Un carabiniere è stato sanzionato per aver esposto in caserma, vicino alla sua scrivania, una foto di Benito Mussolini e altri immagini di epoca fascista. I fatti risalgono al marzo del 2016, quanto un appuntato dei carabinieri di Val di Susa (Torino), è stato punito con un giorno di consegna dai suoi superiori. Il Tar del Piemonte ha confermato la bontà della punizione.

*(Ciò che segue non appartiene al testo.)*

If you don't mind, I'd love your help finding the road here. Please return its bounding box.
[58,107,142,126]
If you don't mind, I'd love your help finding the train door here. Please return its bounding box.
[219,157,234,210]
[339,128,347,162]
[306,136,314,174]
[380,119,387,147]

A sollevare il caso la segnalazione di un manifestante No Tav, che sottoposto ad indagini aveva individuato le immagini “incriminate” in caserma. A quel punto, il manifestante ha contattato un parlamentare, che a sua volta ha chiesto spiegazioni al comandante della Stazione dei carabinieri in oggetto. Gli ufficiali, a quel punto, gli hanno contestato non il "mero possesso" degli oggetti fascisti, bensì la loro "ostensione" nella consapevolezza che "il soggetto indagato, condotto presso il suo ufficio, risultava di area antagonista e sottoposto a misure cautelari" accusato "di oltraggio a pubblico ufficiale per aver gridato 'fascista' a un carabiniere".

Il precedente del calendario col Duce

Il Tar del Piemonte ha dato ragione ai superiori dell’appuntato, sottolineando che i doveri dei militari devono essere letti tenendo ben presente la Costituzione Italiana, che è "fondata sui valori dell'antifascismo e di ripudio dell'ideologia autoritaria fascista e pone il principio di apoliticità delle forze armate medesime". I giudici amministrativi, solo una settimana fa, avevano confermato un altro procedimento disciplinare nei confronti di un collega dell’appuntato che aveva esposto in ufficio il calendario dei carabinieri del 1939, che in copertina aveva la foto del Duce.